The ANZ sale shifted five large dealer groups to IOOF – already the 6th-biggest licensee owner – affecting about 1040 advisers. It is expected to make IOOF the second-largest licensee owner in 2019. ANZ will retain its largest licensee, ANZ Financial Planning, whose 379 advisers would leave it at number 10, based on current data.
NAB’s intent to sell, which the bank’s chief customer officer for consumer banking and wealth, Andrew Hagger, revealed to Professional Planner, has not yet come to fruition. The five NAB licensees on the market – JBWere will be retained by the bank to service its high-net-worth clients – now represent 1315 advisers. If these five remain under the umbrella of unified ownership, they should represent the third-largest licensee group in 2019. There is no certainty of this, however, as at least one large licensee group, Godfrey Pembroke, has indicated a preference for independence.
Dover’s collapse was preceded by a shambolic appearance by the firm’s chief executive, Terry McMaster, at the royal commission. Subsequent pressure from ASIC led McMaster to agree to disband the Dover Group, and he emailed 399 advisers to inform them that no new advice could be given under their current arrangements.
CBA’s demerger announcement came across as a concession in many ways.

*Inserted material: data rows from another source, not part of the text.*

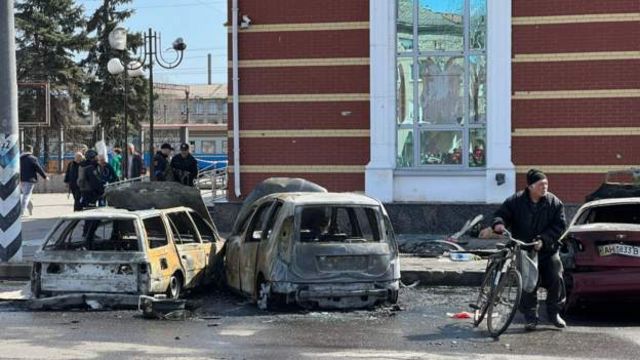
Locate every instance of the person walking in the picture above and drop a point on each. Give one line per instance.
(161, 162)
(135, 166)
(105, 175)
(184, 167)
(536, 214)
(88, 182)
(116, 162)
(71, 179)
(30, 168)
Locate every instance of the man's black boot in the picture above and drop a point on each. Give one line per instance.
(530, 322)
(557, 321)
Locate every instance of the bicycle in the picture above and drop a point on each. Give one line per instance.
(501, 288)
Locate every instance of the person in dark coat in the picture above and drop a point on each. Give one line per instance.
(30, 168)
(536, 214)
(71, 179)
(88, 181)
(135, 167)
(105, 174)
(161, 162)
(184, 167)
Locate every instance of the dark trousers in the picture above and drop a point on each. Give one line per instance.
(550, 277)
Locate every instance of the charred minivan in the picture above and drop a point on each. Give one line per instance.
(119, 253)
(332, 250)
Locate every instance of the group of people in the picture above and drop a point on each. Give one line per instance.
(89, 173)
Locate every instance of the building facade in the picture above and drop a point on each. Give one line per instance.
(436, 101)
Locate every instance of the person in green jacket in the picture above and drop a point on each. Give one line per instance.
(116, 162)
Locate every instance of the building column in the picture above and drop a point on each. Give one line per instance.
(499, 164)
(379, 171)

While Count Financial and Financial Wisdom represent a combined 807 advisers, which would make CFS Group the sixth-largest licensee owner, CBA will retain three licensees representing 750 advisers and remain in the top 10 at seventh, based on current data. The bank’s retreat from wealth management is only a half-step at this stage, and there is no indication that either CBA or the new CFA Group will walk away from vertically integrated models.
The changes are indicative of an industry in the throes of massive upheaval. The bloodletting at the top end, while not without casualties, should serve to flatten out the structure of the licensee industry and make it less top-heavy. The institutions are being supplanted by a burgeoning second tier of large licensee owners, whose own surge is enabling a new breed of mid-sized boutique firms. Beneath them, the self-licensed brigade swells.

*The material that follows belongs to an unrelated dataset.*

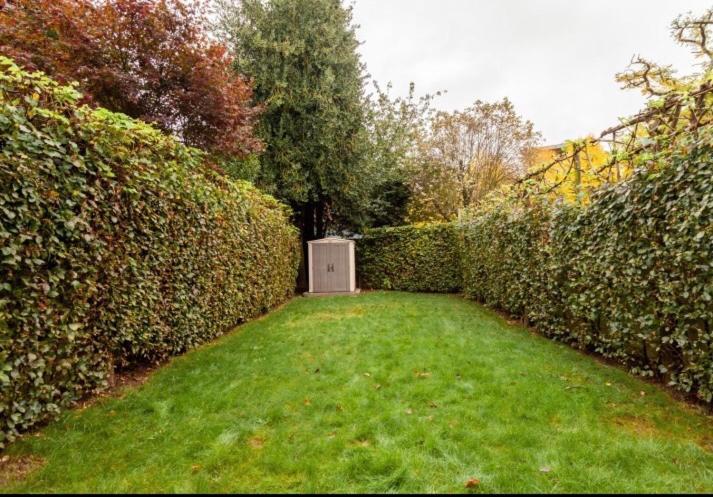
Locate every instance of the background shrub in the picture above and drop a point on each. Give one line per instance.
(410, 258)
(629, 276)
(118, 246)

It has not come without warning; while the top five licensees remained unchanged from 2017 to 2018, their adviser numbers were down by an average of 13 per cent.

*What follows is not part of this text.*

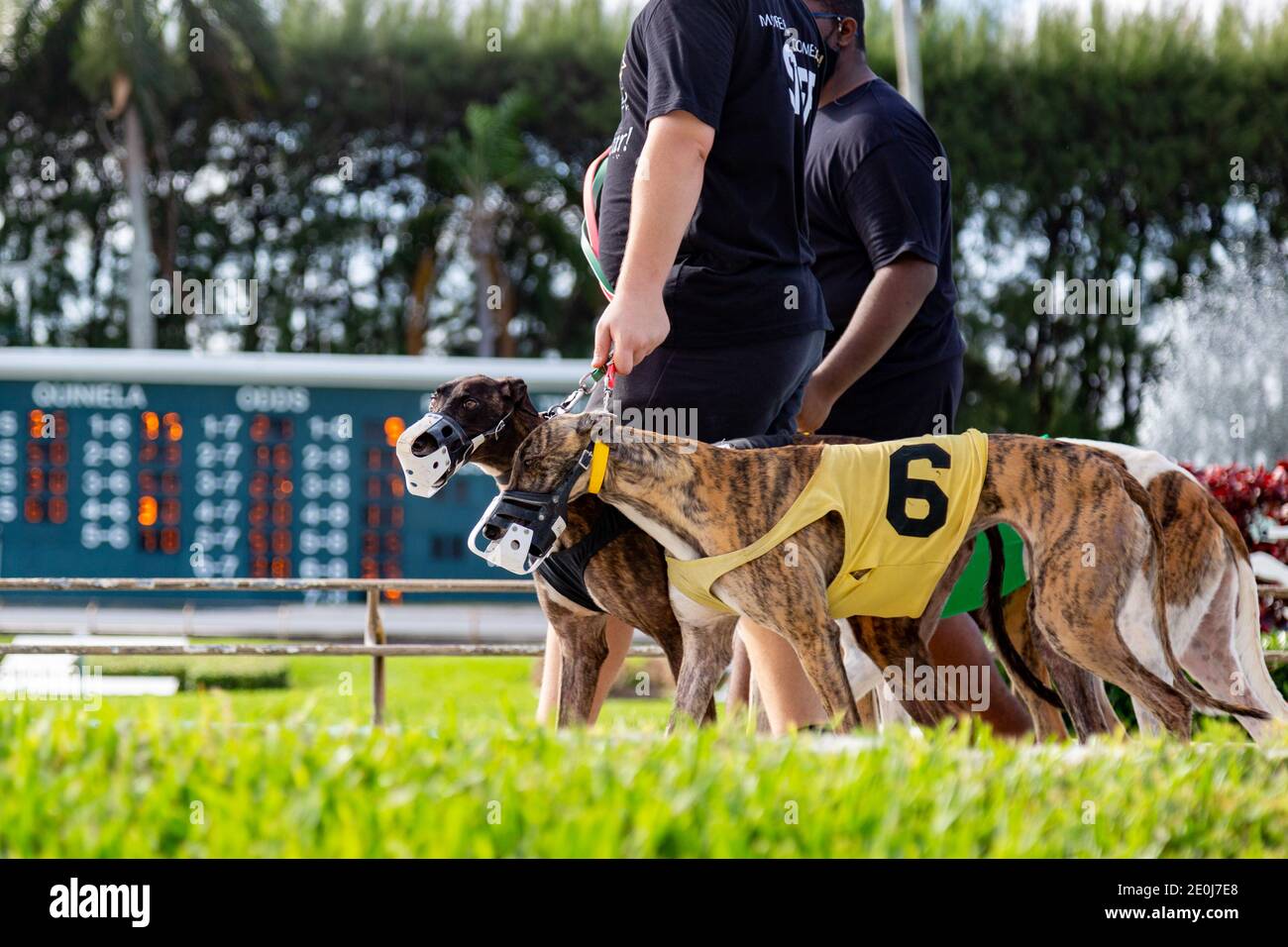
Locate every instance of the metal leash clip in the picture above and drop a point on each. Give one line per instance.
(585, 386)
(610, 386)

There will be further moves that will shape the licensee space before the 2019 list comes out. The growth of the SMSF Advisers network, which provides scaled licensing solutions to accountants wishing to provide financial advice around self-managed superannuation funds, could lead to it climbing the rankings. The fate of almost 400 ex-Dover advisers could further shake up the list, while the marriage between ANZ and IOOF still needs to be consummated and anything could happen with NAB’s five large licensees.
The list published here merely projects what next year could look like, based on announcements made to date.